Saturday, January 5, 2008

Broken Things

Been a busy week, this first week of 2008, and with the writers on strike I've been hesitant to cross the picket line and make a post. Actually, writing just hasn't been on my mind. In addition to the usual first of year administrative stuff, seems I've spend a considerable amount of time listening to people dealing with significant brokenness in their lives. Broken health, broken friendships, broken relationshps, broken hearts. Talking with a friend this evening about brokenness in our lives I remembered an article I wrote several years ago about Broken Things, which I've posted in its entirety on my Checked Luggage blog. It includes this paragraph:

On any given Sunday the congregation is full of people who are privately holding on to broken things in their lives. They may be struggling with conflicts at home, pressures at work, disappointments in themselves, or uncertainty about their world and their future. We know it’s OK to admit physical broken-ness and ask for prayers. But to place any other type of broken-ness in the box feels like admitting weakness or failure – things that reveal just how human we are.

It is so tough to admit to others that we don't have it all together. And we expend so much energy keeping up the mask of that "all togetherness" with each other. How courageous, how beautiful and how humbling it is when someone says, "I've got something I need to talk about," and they trust you with their wounds.

Sadly, too many times we even try to keep our brokenness from God. But remember what God told Paul when Paul prayed for his "thorn in the flesh" to be removed: "My grace is sufficient for you, for my strength is made perfect in weakness." (1 Cor 12:9)

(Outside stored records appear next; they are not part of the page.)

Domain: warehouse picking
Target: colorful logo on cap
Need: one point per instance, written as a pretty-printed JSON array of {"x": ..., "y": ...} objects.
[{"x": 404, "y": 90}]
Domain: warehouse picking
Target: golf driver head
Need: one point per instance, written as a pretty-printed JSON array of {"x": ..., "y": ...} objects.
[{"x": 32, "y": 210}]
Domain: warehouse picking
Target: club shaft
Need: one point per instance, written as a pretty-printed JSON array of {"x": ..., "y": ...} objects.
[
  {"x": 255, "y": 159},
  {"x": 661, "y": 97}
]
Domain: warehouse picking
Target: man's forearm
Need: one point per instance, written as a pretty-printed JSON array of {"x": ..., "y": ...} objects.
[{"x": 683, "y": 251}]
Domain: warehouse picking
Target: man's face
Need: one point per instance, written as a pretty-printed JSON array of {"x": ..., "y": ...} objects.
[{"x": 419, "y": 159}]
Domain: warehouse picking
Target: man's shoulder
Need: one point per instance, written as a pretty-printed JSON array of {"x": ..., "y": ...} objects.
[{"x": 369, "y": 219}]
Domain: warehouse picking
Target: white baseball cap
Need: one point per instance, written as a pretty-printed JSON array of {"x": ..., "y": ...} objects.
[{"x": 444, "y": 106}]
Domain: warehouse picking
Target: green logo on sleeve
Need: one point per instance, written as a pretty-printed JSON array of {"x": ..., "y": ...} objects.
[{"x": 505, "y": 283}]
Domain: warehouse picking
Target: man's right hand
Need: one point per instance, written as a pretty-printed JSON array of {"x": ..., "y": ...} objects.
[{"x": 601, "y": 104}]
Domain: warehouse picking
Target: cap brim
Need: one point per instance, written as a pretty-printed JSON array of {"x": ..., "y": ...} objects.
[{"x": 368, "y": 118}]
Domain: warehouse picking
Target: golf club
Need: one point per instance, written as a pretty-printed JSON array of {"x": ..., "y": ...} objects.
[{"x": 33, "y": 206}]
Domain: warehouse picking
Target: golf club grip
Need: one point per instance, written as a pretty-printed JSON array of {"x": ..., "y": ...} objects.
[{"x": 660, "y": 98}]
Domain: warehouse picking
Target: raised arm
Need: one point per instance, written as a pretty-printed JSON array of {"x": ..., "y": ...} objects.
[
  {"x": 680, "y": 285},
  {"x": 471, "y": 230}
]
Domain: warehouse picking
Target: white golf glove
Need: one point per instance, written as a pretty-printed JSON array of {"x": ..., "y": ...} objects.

God knows our brokenness. In becoming one with our human nature, Christ took on our woundedness, even as we are wounded. And here's the question, If God's strength is made perfect in our weakness, then why are we so determined to hide our weaknesses, and why do we work so hard to portray ourselves as people (and churches) of great strength? I guess we still think it's all about us, when it really is all about God.